The Center is being funded by a $3.5 million donation from Cabraser.

“Elizabeth Cabraser and I had talked about the need for a center of this kind,” Mermin told Corporate Crime Reporter in an interview last week. “We worked out an outline of what it is the Center should do. As far as I was concerned, we were getting ready to start talking to potential funders. And she and I had a meeting in December 2017 planning some of the operations of this center and how to approach potential funders when she changed the course of the meeting by offering to fund the Center herself. It was a remarkably generous act and that furthers the work that she has done in her career.”

How did the Center come about?

“I started teaching at the law school ten years ago,” Mermin said. “The law school had never had a course in consumer law in their 100 plus year history. I had certainly not had one. I started teaching my first consumer law class ten years ago. My first class had eight or nine students. My second class had nine or ten students. But we grew. The third had seventeen students. And the fourth and beyond were overenrolled. And we had to cap it at twenty students.”
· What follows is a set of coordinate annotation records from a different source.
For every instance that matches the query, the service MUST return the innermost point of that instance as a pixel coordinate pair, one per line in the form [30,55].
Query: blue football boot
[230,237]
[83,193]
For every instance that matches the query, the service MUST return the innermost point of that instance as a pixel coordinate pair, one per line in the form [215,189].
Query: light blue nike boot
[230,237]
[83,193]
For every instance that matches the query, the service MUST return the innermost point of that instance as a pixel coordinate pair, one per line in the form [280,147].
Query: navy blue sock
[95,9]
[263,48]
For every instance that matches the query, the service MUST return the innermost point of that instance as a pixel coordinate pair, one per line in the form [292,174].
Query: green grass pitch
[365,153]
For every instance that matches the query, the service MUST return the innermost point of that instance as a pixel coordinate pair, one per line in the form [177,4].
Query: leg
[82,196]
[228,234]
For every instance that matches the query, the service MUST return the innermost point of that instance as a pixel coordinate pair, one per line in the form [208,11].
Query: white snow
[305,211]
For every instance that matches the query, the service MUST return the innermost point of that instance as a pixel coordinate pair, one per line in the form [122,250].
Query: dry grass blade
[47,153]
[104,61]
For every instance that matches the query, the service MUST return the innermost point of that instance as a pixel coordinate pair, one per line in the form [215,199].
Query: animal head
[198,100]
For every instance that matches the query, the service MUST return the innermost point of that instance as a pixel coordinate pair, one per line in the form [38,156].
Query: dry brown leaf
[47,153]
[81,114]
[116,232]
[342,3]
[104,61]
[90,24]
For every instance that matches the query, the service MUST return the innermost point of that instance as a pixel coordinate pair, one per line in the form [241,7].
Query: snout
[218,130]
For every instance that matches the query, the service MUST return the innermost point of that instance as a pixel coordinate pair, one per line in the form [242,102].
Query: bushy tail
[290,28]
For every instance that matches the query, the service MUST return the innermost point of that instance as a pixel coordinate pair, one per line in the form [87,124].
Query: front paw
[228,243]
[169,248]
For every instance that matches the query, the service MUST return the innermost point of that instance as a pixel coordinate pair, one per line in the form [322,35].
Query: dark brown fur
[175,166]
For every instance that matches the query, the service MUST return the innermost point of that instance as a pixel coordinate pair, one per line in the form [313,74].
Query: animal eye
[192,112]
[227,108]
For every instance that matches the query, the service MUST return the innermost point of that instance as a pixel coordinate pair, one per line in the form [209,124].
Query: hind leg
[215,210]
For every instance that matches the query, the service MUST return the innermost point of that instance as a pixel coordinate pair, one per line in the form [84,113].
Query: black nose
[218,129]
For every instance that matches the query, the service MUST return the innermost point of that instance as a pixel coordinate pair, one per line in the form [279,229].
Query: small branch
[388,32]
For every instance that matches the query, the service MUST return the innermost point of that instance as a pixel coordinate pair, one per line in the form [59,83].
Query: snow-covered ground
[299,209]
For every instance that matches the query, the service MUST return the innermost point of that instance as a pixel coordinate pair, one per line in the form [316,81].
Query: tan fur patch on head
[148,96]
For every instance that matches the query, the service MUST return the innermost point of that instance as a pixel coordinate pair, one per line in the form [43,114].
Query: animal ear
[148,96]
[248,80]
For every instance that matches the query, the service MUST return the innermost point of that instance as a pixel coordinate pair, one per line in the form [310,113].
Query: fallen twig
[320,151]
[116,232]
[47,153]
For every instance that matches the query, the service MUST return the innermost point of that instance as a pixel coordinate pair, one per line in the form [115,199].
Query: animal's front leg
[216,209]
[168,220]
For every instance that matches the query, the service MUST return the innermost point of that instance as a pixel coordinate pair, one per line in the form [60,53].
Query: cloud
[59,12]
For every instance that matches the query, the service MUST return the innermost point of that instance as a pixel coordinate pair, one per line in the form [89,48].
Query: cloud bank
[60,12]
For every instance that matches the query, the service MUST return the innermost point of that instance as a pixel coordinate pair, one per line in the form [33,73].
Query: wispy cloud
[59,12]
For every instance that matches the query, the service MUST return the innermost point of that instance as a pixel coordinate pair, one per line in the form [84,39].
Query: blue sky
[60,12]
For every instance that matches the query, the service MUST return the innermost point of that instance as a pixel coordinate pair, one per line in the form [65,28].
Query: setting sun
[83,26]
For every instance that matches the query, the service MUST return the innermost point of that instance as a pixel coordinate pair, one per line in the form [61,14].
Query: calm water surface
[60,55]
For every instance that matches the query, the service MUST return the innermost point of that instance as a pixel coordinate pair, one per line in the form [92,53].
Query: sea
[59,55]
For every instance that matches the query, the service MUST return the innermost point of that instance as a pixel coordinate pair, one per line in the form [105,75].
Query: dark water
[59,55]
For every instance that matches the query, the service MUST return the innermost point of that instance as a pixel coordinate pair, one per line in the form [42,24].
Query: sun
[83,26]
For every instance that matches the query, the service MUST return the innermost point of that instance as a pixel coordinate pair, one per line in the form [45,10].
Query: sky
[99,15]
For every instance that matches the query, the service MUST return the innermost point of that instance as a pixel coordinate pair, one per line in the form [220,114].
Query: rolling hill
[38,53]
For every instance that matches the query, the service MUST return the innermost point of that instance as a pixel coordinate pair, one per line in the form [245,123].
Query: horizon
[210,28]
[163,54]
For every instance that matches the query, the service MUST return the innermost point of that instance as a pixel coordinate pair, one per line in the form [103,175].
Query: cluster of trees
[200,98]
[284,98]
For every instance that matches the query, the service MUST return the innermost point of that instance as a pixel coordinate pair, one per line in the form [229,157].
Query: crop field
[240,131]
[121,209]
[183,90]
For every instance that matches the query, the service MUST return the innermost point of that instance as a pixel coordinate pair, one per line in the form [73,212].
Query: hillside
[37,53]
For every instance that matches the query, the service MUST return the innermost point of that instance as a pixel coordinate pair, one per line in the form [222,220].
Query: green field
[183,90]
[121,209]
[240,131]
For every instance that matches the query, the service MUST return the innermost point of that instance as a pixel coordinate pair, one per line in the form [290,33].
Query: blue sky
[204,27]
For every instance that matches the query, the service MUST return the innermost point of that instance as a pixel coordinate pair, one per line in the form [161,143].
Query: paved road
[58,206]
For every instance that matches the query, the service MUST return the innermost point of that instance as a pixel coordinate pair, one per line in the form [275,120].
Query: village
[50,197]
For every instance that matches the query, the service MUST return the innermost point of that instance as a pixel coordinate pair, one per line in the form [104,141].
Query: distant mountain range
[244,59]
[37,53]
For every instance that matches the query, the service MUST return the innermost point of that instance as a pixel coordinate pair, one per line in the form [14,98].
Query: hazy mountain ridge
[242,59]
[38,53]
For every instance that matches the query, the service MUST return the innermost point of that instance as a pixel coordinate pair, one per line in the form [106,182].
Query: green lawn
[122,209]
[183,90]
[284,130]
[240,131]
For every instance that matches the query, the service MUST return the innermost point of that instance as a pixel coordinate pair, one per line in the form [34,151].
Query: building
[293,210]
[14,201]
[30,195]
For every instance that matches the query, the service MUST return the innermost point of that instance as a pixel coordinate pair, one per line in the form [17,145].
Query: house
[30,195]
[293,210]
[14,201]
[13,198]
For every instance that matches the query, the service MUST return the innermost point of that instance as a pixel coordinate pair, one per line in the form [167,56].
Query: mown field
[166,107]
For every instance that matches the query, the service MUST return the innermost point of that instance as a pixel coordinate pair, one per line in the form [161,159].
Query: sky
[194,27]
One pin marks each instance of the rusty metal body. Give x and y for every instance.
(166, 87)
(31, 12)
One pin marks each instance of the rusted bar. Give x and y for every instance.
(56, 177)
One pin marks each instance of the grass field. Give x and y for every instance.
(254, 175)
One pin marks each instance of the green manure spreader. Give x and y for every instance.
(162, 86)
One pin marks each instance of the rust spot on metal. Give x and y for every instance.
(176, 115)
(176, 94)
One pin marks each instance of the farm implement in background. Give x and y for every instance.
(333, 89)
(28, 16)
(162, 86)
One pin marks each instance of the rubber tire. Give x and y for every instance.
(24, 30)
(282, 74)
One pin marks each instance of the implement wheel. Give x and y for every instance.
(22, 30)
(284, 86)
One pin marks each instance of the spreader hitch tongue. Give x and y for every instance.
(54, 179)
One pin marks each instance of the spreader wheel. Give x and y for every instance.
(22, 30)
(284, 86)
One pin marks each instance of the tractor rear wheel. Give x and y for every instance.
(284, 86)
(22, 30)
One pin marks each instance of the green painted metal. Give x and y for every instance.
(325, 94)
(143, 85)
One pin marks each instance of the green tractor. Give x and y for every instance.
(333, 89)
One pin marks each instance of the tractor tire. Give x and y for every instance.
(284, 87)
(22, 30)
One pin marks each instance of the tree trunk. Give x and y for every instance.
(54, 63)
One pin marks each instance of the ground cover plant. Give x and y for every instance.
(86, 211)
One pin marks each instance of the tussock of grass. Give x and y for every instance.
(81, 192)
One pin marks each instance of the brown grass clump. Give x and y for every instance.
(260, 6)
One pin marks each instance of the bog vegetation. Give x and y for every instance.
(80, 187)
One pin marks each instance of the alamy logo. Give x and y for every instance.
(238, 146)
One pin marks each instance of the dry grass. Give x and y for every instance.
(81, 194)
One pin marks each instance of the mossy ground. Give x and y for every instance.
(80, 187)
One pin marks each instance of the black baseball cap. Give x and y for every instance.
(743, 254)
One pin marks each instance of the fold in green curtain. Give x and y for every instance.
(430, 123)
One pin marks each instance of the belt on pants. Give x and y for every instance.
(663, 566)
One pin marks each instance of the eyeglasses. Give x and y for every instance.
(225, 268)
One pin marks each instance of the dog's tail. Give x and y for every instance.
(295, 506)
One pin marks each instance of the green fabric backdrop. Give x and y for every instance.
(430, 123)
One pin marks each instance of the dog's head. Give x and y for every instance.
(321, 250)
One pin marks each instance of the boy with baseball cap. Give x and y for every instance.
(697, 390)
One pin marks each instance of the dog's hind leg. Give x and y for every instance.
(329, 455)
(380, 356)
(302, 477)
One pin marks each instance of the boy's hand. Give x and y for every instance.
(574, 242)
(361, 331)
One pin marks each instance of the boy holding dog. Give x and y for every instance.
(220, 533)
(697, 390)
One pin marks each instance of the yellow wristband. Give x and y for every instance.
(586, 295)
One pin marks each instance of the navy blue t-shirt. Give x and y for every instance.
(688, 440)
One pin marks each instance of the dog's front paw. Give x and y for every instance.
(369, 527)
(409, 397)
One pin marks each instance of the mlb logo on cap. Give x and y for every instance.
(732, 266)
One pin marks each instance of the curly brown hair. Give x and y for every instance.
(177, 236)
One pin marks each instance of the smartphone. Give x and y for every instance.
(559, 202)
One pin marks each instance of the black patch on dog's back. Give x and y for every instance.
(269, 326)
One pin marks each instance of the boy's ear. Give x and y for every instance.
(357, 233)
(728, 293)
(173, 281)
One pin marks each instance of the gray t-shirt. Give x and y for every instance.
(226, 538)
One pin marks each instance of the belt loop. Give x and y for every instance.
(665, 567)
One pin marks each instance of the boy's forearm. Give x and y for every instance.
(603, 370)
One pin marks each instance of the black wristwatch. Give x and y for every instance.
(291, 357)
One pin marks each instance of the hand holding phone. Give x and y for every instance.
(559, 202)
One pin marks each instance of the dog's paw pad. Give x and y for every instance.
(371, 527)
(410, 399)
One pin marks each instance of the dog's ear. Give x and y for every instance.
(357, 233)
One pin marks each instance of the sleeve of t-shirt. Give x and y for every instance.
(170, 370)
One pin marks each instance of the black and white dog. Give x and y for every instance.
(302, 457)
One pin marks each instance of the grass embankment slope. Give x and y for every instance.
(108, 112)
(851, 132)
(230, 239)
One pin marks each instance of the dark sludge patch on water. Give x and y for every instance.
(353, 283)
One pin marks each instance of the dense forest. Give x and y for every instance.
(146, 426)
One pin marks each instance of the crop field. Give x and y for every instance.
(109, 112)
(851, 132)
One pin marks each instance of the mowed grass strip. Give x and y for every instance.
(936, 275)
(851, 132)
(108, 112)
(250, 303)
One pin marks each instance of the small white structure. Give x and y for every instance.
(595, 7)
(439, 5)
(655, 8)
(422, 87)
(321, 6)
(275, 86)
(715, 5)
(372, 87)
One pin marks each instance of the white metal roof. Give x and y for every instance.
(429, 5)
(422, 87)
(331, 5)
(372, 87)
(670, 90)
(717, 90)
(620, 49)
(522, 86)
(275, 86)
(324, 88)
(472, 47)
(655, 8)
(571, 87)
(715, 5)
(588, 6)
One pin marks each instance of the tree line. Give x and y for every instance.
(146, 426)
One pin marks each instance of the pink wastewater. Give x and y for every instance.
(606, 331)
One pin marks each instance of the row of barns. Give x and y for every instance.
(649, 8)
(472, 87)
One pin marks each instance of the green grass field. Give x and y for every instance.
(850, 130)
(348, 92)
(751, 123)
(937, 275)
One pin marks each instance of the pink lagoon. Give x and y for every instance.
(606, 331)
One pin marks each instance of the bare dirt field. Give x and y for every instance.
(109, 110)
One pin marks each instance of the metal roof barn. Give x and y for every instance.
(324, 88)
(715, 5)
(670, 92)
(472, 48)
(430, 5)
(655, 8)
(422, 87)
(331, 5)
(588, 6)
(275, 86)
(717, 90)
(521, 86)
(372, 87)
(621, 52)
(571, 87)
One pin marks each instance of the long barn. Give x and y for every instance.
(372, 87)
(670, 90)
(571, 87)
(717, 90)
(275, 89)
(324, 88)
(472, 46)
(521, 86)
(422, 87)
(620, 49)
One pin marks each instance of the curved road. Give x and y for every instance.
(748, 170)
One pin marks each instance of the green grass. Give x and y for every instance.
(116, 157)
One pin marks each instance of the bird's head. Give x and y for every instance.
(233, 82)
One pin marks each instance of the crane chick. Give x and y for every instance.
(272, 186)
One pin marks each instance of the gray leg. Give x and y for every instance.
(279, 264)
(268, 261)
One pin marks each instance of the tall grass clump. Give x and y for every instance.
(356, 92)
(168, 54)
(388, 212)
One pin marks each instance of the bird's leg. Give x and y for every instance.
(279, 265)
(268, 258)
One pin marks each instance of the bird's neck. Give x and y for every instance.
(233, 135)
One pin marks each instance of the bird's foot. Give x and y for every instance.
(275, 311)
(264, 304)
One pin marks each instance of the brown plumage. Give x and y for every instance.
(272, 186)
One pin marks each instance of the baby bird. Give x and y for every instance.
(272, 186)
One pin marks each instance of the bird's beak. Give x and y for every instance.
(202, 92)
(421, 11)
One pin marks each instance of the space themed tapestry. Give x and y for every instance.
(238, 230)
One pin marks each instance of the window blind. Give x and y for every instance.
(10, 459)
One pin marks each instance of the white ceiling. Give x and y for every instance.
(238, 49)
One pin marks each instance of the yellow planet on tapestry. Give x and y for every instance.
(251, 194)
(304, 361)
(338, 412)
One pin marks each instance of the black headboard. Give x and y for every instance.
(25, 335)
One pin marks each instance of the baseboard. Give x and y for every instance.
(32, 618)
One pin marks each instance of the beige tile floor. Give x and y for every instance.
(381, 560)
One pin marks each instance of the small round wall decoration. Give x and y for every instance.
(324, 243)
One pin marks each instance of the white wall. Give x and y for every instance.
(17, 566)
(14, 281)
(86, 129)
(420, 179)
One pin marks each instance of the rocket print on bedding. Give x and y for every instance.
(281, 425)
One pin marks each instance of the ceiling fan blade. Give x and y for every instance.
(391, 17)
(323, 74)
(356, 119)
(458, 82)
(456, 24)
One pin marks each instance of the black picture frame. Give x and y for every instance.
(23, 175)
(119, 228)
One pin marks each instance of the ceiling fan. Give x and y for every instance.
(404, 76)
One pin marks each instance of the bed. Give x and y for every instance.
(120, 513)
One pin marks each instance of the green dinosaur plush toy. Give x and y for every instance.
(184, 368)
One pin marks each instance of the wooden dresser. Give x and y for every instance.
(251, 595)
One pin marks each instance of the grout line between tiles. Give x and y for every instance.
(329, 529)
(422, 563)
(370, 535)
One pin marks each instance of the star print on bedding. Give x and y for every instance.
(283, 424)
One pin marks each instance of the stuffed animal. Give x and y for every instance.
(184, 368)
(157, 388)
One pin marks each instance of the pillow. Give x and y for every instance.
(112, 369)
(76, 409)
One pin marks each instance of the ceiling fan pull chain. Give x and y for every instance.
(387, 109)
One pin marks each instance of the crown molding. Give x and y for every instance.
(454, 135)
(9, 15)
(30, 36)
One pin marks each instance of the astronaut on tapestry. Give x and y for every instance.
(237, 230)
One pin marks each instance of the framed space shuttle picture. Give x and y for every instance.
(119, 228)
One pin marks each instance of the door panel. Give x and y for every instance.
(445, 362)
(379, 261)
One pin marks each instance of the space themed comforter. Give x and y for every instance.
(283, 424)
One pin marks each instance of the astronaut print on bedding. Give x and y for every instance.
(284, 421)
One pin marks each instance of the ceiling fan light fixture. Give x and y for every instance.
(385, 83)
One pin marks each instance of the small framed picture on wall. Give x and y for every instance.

“People discovered that consumer protection law was an area that offered not only a valuable and important perspective on society, on the marketplace, but also for a number of students, it was an interesting career path. Graduates starting right at the beginning have gone on to work at the Federal Trade Commission, at the California Attorney General’s office, in private plaintiffs’ law firms, at the Consumer Financial Protection Bureau, at the California Department of Business Oversight, at various Attorney Generals offices around the country and at non profits.”

“It was a pre-existing area of practice. It just didn’t have an imprint at the law school. And from the beginning, we started to gather the consumer alumni – alumni of this law school who worked in the field of consumer law. Earlier on, Elizabeth Cabraser was one of the lawyers who came to those gatherings and offered her support and mentorship to students. She has taught a number of courses at the law school. We built a consumer law program. We added additional consumer law courses.”

“We formalized the alumni group. We started a consumer law group – The Consumer Advocacy and Protection Society (CAPS). We brought in speakers. We engage in a number of different areas dedicated to increasing the footprint of consumer law at the law school. Consumer law is not a well established part of the legal academia anywhere. It was an ongoing project over the course of the past decade to increase the prominence of the field at this law school and at law schools nationwide.”

“The East Bay Community Law Center had a couple of brave lawyers who started what they called a general clinic. If low income folks came into the building and had a legal problem, they would either refer them to a clinic that dealt directly with that issue, or if there was no such clinic they were aware of, they would try to help them with their problem whatever it might be. This is a terrifying prospect to most lawyers, including legal services lawyers. They might not know much about the area of law that the person was having a problem with. Nonetheless, they opened the doors to that clinic. And that general clinic remains open. It remains a piece of genius in the legal services world.”